To cook with intent is to plan your meal. By doing so, you will have a clearer idea of what ingredients you need and how much of it. Hence, it will ensure that you use all ingredients and reduce food waste.
2. Portion control
Before an extra serving, ask yourself, ‘Can I finish this?’
After a long workday, it’s understandable that we get overexcited by the idea of dinner and that we can’t wait to satisfy our ravenous appetite. However, we should always be conscious of whether we can finish the entire serving, especially if we don’t plan on taking away the leftovers. Alternatively, the perfectly edible food will end up in landfills and produce landfill gases like methane and carbon dioxide.
3. Repurpose your leftovers
Maybe you went overboard ordering a whole fried chicken for yourself, and you now have leftovers. No worries! Instead of simply reheating it, you can make a new dish.
Check your refrigerator or kitchen cabinet for other leftovers and ingredients you could use. For example, you might have leftover rice or half an onion from lunch.
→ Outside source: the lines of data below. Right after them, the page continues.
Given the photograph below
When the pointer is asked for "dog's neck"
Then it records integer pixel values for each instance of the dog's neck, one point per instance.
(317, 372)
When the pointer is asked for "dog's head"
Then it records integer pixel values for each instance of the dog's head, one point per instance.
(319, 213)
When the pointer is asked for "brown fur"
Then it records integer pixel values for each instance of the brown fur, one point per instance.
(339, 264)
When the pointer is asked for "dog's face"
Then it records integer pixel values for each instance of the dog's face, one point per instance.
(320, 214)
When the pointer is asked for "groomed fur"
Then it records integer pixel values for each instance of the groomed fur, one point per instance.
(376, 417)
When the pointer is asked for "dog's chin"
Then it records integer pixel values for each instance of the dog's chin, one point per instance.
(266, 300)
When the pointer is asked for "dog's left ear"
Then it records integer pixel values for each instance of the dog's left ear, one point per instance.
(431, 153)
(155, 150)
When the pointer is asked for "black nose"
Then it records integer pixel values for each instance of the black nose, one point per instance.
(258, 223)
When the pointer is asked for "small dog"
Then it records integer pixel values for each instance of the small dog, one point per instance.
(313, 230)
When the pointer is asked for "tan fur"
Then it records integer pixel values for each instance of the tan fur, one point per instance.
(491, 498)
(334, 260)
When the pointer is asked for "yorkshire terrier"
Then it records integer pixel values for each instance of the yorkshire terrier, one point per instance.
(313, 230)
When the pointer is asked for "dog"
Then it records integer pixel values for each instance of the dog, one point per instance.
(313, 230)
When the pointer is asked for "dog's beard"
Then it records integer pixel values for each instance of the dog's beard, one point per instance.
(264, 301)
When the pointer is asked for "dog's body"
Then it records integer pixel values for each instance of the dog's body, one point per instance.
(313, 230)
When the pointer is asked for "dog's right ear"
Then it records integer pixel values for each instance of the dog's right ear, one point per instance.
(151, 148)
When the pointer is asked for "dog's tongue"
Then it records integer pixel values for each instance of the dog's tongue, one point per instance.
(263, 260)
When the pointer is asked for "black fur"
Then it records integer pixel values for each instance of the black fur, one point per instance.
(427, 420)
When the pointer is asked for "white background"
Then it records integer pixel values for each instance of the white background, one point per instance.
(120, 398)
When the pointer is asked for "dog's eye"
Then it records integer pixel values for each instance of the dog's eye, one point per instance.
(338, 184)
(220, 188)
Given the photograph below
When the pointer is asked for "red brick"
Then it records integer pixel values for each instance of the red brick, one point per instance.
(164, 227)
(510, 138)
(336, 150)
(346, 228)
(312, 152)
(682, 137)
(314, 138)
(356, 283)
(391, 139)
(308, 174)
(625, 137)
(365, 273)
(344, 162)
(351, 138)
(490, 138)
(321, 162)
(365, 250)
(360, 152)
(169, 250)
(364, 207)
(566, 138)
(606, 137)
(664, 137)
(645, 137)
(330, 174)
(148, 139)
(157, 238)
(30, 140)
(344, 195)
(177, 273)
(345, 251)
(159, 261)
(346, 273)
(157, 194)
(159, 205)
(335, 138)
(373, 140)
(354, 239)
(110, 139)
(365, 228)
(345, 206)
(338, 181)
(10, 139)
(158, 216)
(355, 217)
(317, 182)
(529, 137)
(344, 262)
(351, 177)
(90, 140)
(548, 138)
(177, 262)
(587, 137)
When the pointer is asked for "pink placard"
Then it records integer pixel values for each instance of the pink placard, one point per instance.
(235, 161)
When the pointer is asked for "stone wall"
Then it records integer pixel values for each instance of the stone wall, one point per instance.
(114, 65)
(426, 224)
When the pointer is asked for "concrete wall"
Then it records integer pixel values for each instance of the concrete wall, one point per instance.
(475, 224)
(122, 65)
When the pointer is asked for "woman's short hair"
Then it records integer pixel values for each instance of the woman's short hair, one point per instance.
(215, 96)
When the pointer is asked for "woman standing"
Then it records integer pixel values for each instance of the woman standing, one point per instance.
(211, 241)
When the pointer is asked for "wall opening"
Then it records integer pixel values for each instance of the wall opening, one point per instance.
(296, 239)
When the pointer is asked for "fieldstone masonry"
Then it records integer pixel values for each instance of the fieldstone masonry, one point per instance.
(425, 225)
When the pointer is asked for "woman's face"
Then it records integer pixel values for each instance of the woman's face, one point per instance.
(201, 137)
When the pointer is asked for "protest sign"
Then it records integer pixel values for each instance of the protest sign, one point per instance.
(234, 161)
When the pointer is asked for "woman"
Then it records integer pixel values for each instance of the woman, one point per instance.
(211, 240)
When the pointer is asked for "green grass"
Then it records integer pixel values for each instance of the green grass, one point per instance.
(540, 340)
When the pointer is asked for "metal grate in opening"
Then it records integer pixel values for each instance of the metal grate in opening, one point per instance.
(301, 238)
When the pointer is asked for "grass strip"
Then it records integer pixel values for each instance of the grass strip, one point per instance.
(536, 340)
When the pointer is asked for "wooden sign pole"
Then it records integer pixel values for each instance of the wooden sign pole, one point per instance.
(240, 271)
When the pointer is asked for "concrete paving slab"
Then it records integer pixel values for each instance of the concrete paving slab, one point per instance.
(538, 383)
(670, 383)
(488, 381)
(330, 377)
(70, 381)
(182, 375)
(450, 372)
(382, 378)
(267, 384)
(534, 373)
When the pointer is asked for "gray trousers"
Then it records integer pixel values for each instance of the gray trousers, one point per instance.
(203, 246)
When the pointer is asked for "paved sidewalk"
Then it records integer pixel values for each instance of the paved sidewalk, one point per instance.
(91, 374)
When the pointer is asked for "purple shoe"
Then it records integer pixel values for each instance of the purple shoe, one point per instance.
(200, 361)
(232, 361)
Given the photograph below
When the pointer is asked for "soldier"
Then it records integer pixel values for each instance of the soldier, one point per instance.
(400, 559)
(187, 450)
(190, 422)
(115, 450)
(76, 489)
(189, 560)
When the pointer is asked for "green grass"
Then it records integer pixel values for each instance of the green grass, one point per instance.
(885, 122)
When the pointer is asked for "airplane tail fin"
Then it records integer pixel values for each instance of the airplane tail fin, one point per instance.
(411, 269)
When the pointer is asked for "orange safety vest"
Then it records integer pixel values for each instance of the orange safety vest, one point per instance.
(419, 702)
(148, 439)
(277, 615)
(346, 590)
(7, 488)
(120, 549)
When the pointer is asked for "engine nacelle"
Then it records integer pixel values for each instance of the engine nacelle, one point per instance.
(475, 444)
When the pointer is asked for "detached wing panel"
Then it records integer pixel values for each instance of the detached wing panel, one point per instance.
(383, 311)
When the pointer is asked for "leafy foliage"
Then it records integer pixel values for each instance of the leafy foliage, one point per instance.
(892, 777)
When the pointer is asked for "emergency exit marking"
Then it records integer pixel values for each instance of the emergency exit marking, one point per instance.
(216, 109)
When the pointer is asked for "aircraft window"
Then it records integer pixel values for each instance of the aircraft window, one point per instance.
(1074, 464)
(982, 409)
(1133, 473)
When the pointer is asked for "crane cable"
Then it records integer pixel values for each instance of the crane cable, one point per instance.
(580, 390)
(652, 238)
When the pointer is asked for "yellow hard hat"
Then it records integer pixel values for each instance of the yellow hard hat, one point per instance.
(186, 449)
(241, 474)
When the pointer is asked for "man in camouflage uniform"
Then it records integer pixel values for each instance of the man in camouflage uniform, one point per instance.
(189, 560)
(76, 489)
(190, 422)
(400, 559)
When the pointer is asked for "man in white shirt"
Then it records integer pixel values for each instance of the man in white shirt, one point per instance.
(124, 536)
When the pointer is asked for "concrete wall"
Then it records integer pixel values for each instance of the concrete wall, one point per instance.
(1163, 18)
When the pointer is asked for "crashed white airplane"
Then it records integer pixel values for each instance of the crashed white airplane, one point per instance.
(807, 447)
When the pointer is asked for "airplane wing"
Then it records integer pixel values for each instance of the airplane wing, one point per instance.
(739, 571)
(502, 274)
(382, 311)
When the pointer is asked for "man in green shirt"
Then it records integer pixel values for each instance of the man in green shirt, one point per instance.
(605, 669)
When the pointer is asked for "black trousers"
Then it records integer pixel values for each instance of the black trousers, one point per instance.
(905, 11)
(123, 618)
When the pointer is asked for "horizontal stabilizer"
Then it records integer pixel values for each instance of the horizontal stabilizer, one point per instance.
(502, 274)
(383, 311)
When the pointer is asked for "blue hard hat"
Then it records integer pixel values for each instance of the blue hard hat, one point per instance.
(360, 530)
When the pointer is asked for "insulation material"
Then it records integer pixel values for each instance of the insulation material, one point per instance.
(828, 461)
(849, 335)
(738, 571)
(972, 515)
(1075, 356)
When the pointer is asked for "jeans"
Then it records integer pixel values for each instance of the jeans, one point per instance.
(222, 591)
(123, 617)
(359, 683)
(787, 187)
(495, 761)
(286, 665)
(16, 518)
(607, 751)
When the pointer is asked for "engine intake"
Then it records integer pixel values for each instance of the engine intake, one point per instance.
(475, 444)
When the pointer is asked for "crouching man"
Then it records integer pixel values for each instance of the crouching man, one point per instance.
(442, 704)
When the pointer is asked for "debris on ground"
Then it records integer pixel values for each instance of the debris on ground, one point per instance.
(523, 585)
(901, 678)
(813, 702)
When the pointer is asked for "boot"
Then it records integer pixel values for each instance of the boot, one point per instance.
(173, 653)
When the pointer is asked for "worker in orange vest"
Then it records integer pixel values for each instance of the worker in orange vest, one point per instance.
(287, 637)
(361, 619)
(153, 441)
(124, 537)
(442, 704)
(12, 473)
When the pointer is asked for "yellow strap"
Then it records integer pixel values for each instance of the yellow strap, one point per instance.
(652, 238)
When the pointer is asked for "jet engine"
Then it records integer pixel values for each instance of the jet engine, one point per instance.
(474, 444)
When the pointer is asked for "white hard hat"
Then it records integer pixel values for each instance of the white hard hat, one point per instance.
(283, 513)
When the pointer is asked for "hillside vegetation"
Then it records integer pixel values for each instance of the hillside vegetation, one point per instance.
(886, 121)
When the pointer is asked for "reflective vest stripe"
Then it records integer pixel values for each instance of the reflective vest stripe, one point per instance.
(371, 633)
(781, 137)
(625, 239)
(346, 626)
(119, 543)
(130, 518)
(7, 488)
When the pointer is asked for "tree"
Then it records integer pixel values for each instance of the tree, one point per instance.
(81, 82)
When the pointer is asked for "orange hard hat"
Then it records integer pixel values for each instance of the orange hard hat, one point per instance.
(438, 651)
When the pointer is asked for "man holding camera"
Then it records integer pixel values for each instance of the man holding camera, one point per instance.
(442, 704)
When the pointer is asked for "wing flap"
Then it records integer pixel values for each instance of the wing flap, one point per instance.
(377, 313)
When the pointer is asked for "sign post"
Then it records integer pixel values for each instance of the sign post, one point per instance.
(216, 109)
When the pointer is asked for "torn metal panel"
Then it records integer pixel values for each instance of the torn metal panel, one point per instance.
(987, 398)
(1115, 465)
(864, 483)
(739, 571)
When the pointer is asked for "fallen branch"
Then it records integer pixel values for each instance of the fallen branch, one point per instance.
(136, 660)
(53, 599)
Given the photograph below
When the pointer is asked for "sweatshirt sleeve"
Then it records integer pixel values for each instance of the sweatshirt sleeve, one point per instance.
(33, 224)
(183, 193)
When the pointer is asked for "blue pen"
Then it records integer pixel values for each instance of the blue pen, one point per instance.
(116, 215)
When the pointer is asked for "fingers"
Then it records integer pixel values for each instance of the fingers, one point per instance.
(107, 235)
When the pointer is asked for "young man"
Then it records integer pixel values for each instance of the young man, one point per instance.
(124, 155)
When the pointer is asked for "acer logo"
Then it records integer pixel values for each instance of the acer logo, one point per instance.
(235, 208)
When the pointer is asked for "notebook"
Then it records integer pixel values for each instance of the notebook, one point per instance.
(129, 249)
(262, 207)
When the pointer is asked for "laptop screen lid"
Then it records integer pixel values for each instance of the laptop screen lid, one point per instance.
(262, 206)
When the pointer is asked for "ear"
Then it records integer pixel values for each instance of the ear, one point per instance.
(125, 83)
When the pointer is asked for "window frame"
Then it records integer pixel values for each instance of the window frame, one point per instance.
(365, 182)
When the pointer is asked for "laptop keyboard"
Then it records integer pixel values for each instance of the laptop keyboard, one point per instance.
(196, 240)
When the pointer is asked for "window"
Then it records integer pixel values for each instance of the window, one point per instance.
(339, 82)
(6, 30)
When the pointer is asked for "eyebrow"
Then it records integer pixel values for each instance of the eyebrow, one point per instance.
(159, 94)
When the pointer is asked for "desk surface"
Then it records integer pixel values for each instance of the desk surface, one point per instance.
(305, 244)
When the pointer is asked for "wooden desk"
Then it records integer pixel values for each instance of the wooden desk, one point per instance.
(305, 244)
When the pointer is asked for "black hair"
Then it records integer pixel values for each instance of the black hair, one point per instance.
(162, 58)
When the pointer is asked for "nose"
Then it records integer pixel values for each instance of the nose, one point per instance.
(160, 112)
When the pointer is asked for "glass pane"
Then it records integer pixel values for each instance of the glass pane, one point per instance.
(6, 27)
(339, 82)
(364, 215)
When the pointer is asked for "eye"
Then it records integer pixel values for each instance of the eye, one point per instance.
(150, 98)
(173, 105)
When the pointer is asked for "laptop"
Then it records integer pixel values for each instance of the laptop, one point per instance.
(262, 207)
With these, you could whip up some delicious fried rice.
The reality is there will always be food waste in Malaysia and anywhere else, but it doesn’t mean we should let it contribute to more enormous landfills. The unavoidable food waste we produce is kitchen waste produced during the food preparation process, such as eggshells and skins of vegetables and fruits.
What we can do is compost them! There are numerous ways to compost. If you’re not sure where to start, you can check out Petaling Jaya Municipal Council’s guide to home composting.
You’d essentially want to start by separating your organic food waste into a separate bin, such as expired fruits or food residues. Then move them to your composting bin – these bins should have holes to allow humidity to escape and air circulation.
5. Share your food waste journey with your friends, family, and community
One of the most effective ways to reduce food waste is to raise further awareness and knowledge to change the public’s attitudes towards food waste. So, who better to share with than those around you?
With more awareness, individuals and eventually communities can cultivate habits that would reduce food waste and prevent high production.
Time to Start on Your Food Waste Journey
With these statistics and tips, we hope that we’ve motivated you to start your food waste journey and contribution towards the betterment of our environment.
Everyone’s food waste journey starts from home. And so, if you’re a landlord or tenant, maybe you can suggest ways to prevent food waste in your household or property.